Hong Kong-listed The Bank of East Asia Ltd. is selling its life insurance business as a result of shareholder pressure - including from activist investor Elliott Management. They want a change in business direction. The decision follows a monthslong review.

The bank, one of two remaining family run Hong Kong banks, said the sale would improve the value of its business. It said the decision should also help its financial position and allow it to concentrate on its core banking business in mainland China and Hong Kong.

"With a nimbler business, we will be better positioned to pursue our strategic priorities, thereby strengthening our core operations, supporting our growth initiatives and optimizing shareholder return," BEA's joint chief executives Brian Li Man-bun and Adrian Li Man-Kiu said.

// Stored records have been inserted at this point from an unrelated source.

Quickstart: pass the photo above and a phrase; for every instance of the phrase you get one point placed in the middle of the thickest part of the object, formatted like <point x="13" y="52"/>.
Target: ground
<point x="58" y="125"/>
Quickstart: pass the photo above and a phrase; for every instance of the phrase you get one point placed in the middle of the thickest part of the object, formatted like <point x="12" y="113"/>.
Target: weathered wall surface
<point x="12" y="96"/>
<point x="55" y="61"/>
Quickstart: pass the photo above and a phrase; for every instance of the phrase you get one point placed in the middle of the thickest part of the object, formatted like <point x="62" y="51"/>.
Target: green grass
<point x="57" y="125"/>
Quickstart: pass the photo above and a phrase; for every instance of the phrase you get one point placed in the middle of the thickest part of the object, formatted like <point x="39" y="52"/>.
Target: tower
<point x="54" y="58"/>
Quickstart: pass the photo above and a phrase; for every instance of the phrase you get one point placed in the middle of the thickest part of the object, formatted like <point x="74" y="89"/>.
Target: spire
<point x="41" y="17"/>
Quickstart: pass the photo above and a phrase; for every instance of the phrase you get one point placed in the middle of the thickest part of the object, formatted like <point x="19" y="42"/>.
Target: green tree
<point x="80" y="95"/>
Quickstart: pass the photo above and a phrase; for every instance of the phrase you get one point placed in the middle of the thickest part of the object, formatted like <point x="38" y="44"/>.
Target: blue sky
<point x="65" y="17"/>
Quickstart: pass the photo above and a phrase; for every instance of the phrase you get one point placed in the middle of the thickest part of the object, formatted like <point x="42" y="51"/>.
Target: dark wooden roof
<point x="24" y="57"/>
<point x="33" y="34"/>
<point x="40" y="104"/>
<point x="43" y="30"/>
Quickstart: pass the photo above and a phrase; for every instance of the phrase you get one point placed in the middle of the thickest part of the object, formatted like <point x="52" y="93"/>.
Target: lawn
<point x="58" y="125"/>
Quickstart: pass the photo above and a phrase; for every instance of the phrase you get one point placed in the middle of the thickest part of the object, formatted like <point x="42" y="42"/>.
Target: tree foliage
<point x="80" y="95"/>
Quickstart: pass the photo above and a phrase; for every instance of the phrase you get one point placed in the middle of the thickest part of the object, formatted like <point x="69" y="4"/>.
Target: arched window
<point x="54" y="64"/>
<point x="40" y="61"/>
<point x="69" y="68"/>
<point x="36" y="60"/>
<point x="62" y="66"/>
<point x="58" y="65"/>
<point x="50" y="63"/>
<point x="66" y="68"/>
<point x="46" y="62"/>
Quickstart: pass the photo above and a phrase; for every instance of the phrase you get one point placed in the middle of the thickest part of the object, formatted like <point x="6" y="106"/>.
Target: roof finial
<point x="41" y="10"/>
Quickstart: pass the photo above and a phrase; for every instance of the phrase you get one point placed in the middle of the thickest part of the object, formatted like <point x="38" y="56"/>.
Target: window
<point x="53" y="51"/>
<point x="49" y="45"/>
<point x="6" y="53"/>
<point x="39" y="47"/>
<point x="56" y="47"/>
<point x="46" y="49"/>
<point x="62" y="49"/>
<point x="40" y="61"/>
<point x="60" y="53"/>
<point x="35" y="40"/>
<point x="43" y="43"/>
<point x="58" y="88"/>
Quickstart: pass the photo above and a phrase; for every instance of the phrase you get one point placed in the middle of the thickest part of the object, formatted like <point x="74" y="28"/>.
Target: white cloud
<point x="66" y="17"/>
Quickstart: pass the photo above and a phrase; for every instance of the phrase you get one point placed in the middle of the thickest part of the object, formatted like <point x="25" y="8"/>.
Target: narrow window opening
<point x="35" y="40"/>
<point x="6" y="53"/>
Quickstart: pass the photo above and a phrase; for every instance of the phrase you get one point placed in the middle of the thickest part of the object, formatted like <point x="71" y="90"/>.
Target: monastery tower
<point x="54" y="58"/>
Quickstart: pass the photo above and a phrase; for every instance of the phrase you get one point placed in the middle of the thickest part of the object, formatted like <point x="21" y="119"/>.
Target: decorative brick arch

"The sale of BEA Life will be a good first step and we look forward to continuing our engagement while the company follows through on this and the other important conclusions of the review," Jonathan Pollock, joint chief executive and chief investment officer at Elliott Management Corp., said.

BEA said it would seek a partnership with the buyer of its insurance business through a long-term exclusive distribution agreement. This will allow the bank to continue selling insurance through its own banks.

BEA decided on a strategic review of its business in March - putting an end to a five-year legal battle with U.S. activist hedge fund Elliot Management. After BEA agreed to the review Elliot halted legal action against the company.

U.S. investment bank Goldman Sachs, which helped BEA's strategic review, will be the financial adviser for the sale of the life insurance unit. As of the end of last year BEA's life insurance business generated gross written premiums of around HK$4.8 billion ($619 million).

BEA will explore new ways to increase its core businesses including attracting more depositors and potential strategic partnerships for banking.

BEA will concentrate on wealth management to increase fee-based income. It will introduce new ways to improve risk management and lower its cost-to-income ratio.